No. RisingWave can serve as the real-time operational layer while your data warehouse remains for historical analytics. Many teams use RisingWave for sub-minute visibility and write aggregated results to an Iceberg sink that feeds the data warehouse, giving both layers the data they need.
How do I handle late-arriving data in the streaming pipeline?
RisingWave's window functions (TUMBLE, HOP, SESSION) support watermarks for handling late events. For supply chain use cases where a shipment scan might arrive minutes after the physical scan due to connectivity issues, you can configure watermark lag to tolerate expected delays before finalizing window results.

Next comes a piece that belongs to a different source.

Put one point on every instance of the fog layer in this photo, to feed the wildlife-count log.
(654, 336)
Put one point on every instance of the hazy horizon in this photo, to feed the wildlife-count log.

What does the migration from batch to streaming look like operationally?
A practical approach: (1) deploy RisingWave alongside existing systems, (2) create CDC and Kafka sources pointing at the same databases your ETL reads from, (3) build materialized views that replicate the output of your batch transformations, (4) run both systems in parallel for a validation period, (5) switch dashboards and alerts to RisingWave views, (6) decommission batch jobs.
Key Takeaways
- Migrating supply chain visibility from batch ETL to RisingWave streaming reduces data freshness from hours to sub-second, enabling proactive exception management instead of reactive reporting.
- The unified
supply_chain_visibilitymaterialized view joins order, shipment, and inventory data continuously, replacing the batch-generated supply chain dashboard with a view that is always current. - RisingWave's CDC connectors and Kafka sources mean no changes are needed to source systems — you connect to the existing databases and event streams the WMS, OMS, and TMS already produce.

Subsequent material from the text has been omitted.